Alors que Cuba traverse l'une des crises énergétiques les plus graves de son histoire, le Mexique intensifie son soutien à l'île. L'envoi imminent de 80 000 barils de carburant constitue un geste fort dans une partie d'échecs géopolitiques où se croisent des pressions américaines, des solidarités régionales et des montages financiers opaques.
Dans les prochains jours, deux navires en provenance du port de Coatzacoalcos, l'Eugenia Gas et l'Ocean Mariner, accosteront sur les côtes cubaines. Selon les données de géolocalisation, ces cargaisons représentent une bouffée d'oxygène pour un pays où les coupures de courant dépassent désormais les 20 heures par jour. Ce soutien intervient à un moment critique : le déficit électrique de l'île oscille quotidiennement autour de 2 000 mégawatts, soit plus de la moitié de la demande nationale. Si la production nationale cubaine coûte 40 000 barils par jour, les besoins fondamentaux coûteront 110 000 barils. L'apport mexicain, bien qu'insuffisant pour résoudre structurellement la crise, vient pallier la défaillance du fournisseur historique vénézuélien.
Vente ou don: Le flou persistant autour des exportations de la compagnie pétrolière de l'État (Pemex) vers Cuba
Au Mexique, cette opération suscite une polémique politique. Les critiques sont cristallisées par Gasolina Bienestar, filiale de la compagnie pétrolière de l'État Pemex. Bien qu'elle soit financée par des fonds publics, cette entité dispose d'un statut de société privée, ce qui l'exempte, selon la loi mexicaine, des obligations de transparence habituelles. Interpellée sur l'opacité de ces contrats, la présidente Claudia Sheinbaum a défendu la structure de l'entreprise : “ Il ne s'agit pas d'une invention étrange du président López Obrador [son prédécesseur], mais d'une filiale ayant des objectifs spécifiques, comme le service aux communautés autochtones via des stations-service solidaires “. Toutefois, le gouvernement n'a toujours pas précisé si les 80 000 barils envoyés constituaient une vente commerciale ou un don humanitaire. Au premier trimestre 2023, cette filiale déclara des exportations vers Cuba d'environ 360 millions de dollars, un montant considérable pour une entreprise dont les principales activités ne relèvent plus de son activité nationale officielle.

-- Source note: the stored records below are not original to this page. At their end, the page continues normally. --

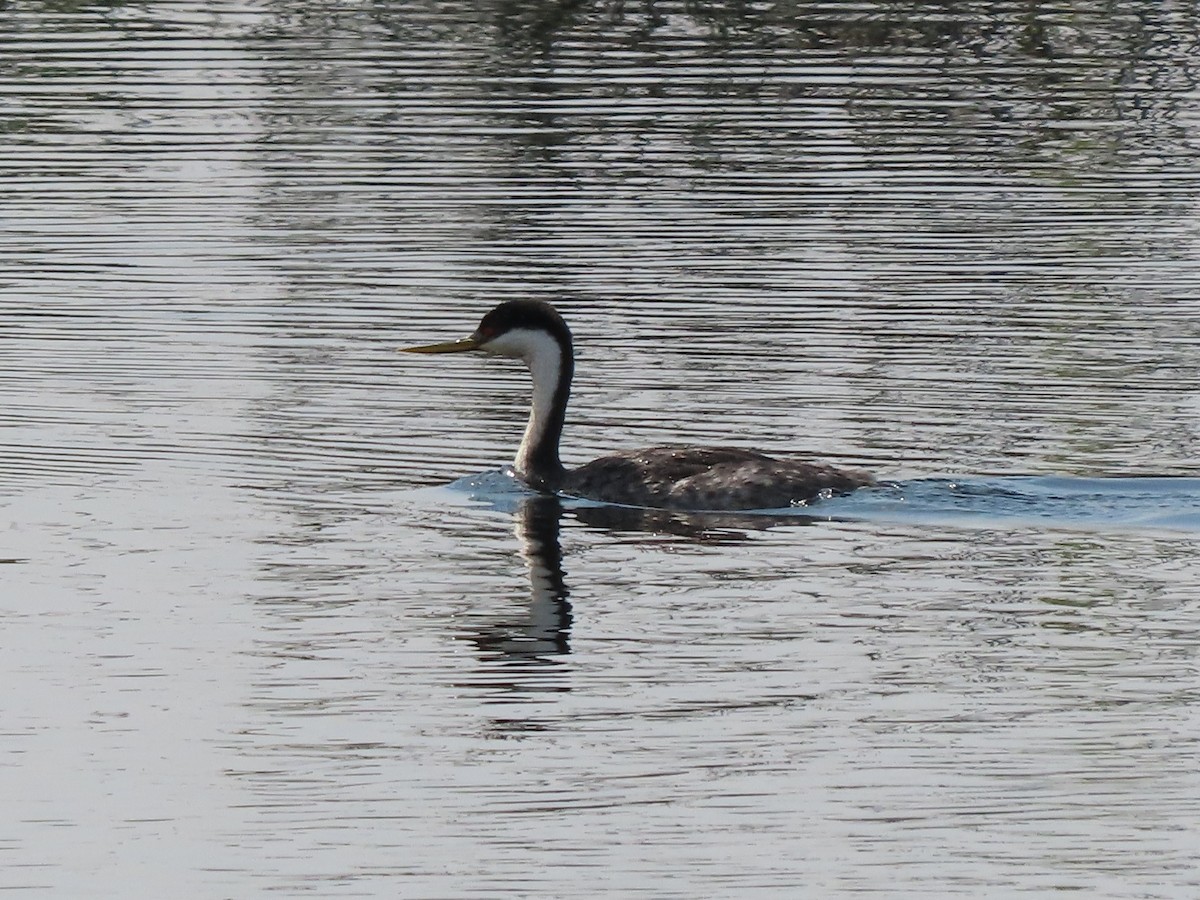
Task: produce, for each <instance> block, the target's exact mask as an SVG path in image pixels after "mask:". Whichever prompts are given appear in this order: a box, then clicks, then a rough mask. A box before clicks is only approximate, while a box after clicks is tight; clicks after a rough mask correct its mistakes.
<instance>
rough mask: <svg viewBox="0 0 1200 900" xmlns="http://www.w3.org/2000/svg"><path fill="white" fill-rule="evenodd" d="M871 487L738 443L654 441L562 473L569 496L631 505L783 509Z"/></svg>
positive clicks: (796, 461)
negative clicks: (705, 445) (686, 446)
mask: <svg viewBox="0 0 1200 900" xmlns="http://www.w3.org/2000/svg"><path fill="white" fill-rule="evenodd" d="M869 484H871V476H870V475H868V474H865V473H863V472H850V470H842V469H835V468H834V467H832V466H826V464H822V463H811V462H798V461H794V460H776V458H774V457H770V456H766V455H763V454H760V452H755V451H754V450H742V449H739V448H732V446H714V448H676V446H650V448H646V449H643V450H631V451H629V452H620V454H612V455H611V456H601V457H600V458H599V460H593V461H592V462H589V463H584V464H583V466H580V467H578V468H577V469H568V470H566V472H564V473H563V479H562V484H560V486H559V490H562V491H563V492H564V493H568V494H571V496H575V497H583V498H586V499H592V500H602V502H605V503H622V504H625V505H628V506H650V508H659V509H682V510H746V509H781V508H785V506H793V505H802V504H805V503H809V502H810V500H815V499H820V498H827V497H832V496H833V494H839V493H848V492H850V491H853V490H854V488H857V487H863V486H864V485H869Z"/></svg>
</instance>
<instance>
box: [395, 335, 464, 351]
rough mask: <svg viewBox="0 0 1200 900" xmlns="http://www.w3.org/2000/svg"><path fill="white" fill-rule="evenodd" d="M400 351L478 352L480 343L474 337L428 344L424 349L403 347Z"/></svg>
mask: <svg viewBox="0 0 1200 900" xmlns="http://www.w3.org/2000/svg"><path fill="white" fill-rule="evenodd" d="M400 349H401V352H402V353H463V352H464V350H478V349H479V341H478V340H475V338H474V337H463V338H461V340H458V341H445V342H443V343H427V344H425V346H424V347H401V348H400Z"/></svg>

Le Mexique, relais stratégique face au blocus naval américain
L'intervention mexicaine est d'autant plus stratégique que les circuits traditionnels d'approvisionnement sont sous pression. L'administration américaine a récemment déployé des moyens militaires dans les Caraïbes pour faire respecter les sanctions contre le régime de Nicolas Maduro. La saisie récente du pétrolier Skipper par les forces américaines a envoyé un signal fort : le transport de pétrole vénézuélien vers Cuba est désormais une opération à haut risque. C'est ainsi que l'on révèle les circuits complexes de revente : une partie de la cargaison du Skipper est destinée à la Chine pour se procurer les appareils, alors que le reste devait alimenter les raffineries cubaines. Face à cette menace de blocus de fait, le Mexique se positionne comme un relais incontournable. En utilisant des navires battant pavillon libérien et une filiale privée, le Mexique tente de naviguer dans les eaux troubles de la diplomatie énergétique, entraînant potentiellement une confrontation directe avec Washington tout en maintenant ses engagements envers son cubain.
Une séquence symbolique mais insuffisante face à l'abîme énergétique cubain
Malgré l'aspect “ providentiel “ de cette livraison, le constat demeure amer pour La Havane. Les 80 000 barils envoyés par le Mexique ne couvrent même pas une journée complète de la consommation théorique de l'île. Avec une dette de Pemex qui figure parmi les compagnies pétrolières les plus endettées au monde, la capacité du Mexique à soutenir Cuba sur le long terme pose question. Cette situation illustre l'extrême vulnérabilité de Cuba, prise en étau entre une infrastructure énergétique nationale obsolète et une dépendance totale envers tous les pays, sous pression diplomatique ou financière.